Berlusconi-Partei setzt auf pure Erpressung

ITALIEN Die Partei Popolo della Libertà fordert, dass der Staatspräsident den verurteilten Steuerbetrüger begnadigt. Sonst droht sie mit einer Regierungskrise und warnt „vor einer Form des Bürgerkriegs“

ROM dpa/taz | Nach der Verurteilung von Italiens Exregierungschef Silvio Berlusconi wegen Steuerbetrugs versucht seine Partei mit allen Mitteln, eine Begnadigung für ihre Leitfigur zu erreichen. Die Abgeordneten und Minister seiner Partei Popolo della Libertà (PdL) drohten mit Rücktritt, sollte es für den 76-Jährigen nach seiner rechtskräftigen Verurteilung zu vier Jahren Haft keine Amnestie geben. Damit befeuerten die PdL-Politiker Ängste vor einer Regierungskrise. „Entweder schafft es die Politik, Lösungen zu finden […], oder Italien riskiert wirklich eine Form des Bürgerkriegs mit ungewissen Folgen für alle“, sagte Senator Sandro Bondi, der dafür heftig kritisiert wurde.

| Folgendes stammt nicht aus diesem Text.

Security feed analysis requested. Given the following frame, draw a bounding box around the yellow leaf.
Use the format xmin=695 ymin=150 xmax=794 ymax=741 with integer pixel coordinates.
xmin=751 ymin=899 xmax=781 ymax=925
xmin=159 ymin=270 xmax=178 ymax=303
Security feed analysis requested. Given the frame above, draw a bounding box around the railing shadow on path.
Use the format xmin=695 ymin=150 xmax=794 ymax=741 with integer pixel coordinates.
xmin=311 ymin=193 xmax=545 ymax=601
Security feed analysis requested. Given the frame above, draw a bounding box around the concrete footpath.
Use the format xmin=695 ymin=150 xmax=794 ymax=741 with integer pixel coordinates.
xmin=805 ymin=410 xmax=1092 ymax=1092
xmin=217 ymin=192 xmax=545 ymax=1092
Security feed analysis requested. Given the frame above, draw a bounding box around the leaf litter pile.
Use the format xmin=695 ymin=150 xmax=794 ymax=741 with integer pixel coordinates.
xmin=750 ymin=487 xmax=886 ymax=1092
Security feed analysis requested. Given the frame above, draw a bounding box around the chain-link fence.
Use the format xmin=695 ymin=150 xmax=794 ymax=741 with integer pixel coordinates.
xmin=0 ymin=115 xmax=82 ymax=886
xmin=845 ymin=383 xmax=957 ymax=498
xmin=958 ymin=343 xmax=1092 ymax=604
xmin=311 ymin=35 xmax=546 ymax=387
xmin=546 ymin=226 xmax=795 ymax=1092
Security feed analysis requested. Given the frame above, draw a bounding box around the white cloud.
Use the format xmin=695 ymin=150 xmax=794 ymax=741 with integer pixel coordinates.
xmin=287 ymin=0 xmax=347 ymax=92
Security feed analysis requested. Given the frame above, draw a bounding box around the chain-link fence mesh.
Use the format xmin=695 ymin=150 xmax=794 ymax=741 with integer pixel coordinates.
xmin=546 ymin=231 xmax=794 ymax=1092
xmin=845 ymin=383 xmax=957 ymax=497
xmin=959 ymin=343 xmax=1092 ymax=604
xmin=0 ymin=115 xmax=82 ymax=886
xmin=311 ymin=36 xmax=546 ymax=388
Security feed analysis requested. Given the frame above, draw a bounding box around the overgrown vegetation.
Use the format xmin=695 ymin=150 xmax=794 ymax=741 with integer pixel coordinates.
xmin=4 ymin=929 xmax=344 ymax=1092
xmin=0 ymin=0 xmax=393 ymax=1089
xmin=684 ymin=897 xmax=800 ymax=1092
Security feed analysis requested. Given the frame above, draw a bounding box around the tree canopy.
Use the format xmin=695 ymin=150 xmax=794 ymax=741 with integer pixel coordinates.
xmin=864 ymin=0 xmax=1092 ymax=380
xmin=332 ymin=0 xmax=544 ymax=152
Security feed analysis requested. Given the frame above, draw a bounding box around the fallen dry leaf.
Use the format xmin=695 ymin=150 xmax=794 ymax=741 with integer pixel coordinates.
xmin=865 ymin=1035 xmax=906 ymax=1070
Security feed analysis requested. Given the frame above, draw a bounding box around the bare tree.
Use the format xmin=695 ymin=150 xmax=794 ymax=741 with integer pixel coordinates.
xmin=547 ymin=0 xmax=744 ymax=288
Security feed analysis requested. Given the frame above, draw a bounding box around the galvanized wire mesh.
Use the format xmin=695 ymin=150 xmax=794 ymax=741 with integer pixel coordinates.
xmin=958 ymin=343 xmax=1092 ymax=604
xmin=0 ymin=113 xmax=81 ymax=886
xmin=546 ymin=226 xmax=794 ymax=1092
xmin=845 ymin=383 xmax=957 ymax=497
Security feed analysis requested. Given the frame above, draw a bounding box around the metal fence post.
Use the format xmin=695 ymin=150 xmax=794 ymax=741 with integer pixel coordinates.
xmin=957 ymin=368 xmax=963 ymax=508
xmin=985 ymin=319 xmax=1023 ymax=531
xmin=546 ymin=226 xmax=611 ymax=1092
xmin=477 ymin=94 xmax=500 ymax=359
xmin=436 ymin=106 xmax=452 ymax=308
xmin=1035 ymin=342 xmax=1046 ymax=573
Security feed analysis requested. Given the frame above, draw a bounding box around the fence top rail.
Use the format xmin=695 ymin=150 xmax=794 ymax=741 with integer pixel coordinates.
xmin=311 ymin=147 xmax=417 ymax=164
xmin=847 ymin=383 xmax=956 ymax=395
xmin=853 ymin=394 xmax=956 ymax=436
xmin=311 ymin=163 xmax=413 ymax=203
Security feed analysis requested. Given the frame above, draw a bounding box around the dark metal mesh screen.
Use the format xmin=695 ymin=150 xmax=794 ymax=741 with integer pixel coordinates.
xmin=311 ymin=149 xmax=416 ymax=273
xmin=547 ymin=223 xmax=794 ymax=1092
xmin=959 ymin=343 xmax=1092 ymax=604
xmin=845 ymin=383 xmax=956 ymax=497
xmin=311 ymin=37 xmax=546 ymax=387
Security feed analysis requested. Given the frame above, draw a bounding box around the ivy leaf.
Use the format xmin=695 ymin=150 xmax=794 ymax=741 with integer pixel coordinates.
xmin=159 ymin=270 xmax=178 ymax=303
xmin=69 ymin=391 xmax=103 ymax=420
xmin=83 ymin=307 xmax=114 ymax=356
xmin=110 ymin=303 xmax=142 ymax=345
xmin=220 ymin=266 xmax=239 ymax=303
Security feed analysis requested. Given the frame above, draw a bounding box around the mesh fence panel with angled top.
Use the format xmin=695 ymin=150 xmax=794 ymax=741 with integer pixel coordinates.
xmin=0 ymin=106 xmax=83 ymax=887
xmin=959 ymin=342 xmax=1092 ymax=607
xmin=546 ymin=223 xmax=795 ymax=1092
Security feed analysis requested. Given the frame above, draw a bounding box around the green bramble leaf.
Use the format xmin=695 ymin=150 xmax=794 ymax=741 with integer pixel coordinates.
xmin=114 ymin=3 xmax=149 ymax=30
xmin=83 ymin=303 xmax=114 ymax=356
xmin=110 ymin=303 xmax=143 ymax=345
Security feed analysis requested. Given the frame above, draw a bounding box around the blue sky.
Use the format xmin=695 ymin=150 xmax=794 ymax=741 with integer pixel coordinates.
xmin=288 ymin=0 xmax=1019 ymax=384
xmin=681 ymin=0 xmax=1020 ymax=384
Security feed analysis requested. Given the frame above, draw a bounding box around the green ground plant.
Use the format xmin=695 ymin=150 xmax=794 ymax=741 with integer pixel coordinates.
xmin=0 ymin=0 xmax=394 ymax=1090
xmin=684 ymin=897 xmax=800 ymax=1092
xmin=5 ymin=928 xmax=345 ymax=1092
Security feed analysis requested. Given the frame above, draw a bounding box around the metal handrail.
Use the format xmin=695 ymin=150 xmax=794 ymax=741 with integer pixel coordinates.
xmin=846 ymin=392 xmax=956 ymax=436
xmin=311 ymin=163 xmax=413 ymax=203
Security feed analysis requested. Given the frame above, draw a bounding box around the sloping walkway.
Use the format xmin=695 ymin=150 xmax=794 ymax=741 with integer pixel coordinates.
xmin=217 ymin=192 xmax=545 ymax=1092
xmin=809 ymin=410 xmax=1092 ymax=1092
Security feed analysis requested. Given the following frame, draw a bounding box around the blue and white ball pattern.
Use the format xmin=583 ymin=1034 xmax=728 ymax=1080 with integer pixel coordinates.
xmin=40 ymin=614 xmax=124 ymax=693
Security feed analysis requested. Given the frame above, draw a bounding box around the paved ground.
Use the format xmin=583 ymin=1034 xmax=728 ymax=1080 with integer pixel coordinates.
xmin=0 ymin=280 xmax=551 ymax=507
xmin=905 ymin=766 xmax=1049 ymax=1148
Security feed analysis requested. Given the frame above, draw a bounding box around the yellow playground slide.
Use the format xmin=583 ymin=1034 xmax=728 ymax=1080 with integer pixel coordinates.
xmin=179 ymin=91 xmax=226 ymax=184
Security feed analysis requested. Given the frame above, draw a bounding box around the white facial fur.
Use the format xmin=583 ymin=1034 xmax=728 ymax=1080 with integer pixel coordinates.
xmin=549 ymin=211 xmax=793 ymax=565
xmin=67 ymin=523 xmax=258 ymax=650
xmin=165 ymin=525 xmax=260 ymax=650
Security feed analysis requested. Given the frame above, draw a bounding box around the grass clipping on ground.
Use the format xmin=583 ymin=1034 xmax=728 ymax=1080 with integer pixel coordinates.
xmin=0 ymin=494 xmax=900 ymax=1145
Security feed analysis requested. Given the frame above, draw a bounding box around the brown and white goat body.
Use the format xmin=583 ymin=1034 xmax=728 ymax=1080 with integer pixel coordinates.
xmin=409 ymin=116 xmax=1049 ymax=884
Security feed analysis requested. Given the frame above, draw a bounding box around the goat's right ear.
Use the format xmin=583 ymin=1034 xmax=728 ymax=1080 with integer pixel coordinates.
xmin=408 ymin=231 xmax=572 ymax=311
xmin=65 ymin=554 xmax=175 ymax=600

Nach einer Krisensitzung der PdL hatten die Abgeordneten und Minister ein Ultimatum gestellt: Wenn Napolitano keine Amnestie für Berlusconi erlässt, wollen sie ihre Ämter aufgeben. „Wenn es darum geht, unsere Ideale zu verteidigen […], sind wir zum Rücktritt bereit“, sagte Parteichef Angelino Alfano.

Das Kabinett von Regierungschef Enrico Letta wird von einer Koalition aus Berlusconis konservativer PdL und der gemäßigt linken Partito Democratico (PD) getragen. Sollten die PdL-Politiker ihre Drohung wahrmachen, wäre die Regierung am Ende.

Zu der Demonstration für Berlusconi am Sonntag wurden 500 Busse aus ganz Italien erwartet. Es wurde erwartet, dass Berlusconi sich seinen Unterstützern zumindest am Fenster seiner Wohnung zeigt, vor der die Demonstration stattfindet.

Staatspräsident Giorgio Napolitano kehrte am Samstag aus seinem Urlaub in Südtirol zurück. Er äußerte sich zunächst nicht, ein Sprecher verurteilte die Bürgerkriegs-Äußerungen Bondis jedoch als „unverantwortlich“. Der Staatspräsident telefonierte sowohl mit Letta als auch mit den Parteichefs Alfano von der PdL und Guglielmo Epifani von der PD.

Regierungschef Letta hatte die Parteien zur Vernunft aufgerufen und an ihre Verantwortung appelliert. „Den Staatspräsidenten um eine Sache wie Begnadigung zu bitten, heißt, ihn unter unrechtmäßigen Druck zu setzen“, kritisierte der Regierungschef.

Berlusconis Partei stellt fünf Minister, er sitzt aber selbst nicht im Kabinett. Er war am Donnerstag in letzter Instanz zu vier Jahren Haft verurteilt werden. Am Samstag wurde Berlusconis Pass von der Polizei eingezogen. Über ein Ämterverbot für den dreimaligen Regierungschef muss noch neu verhandelt werden.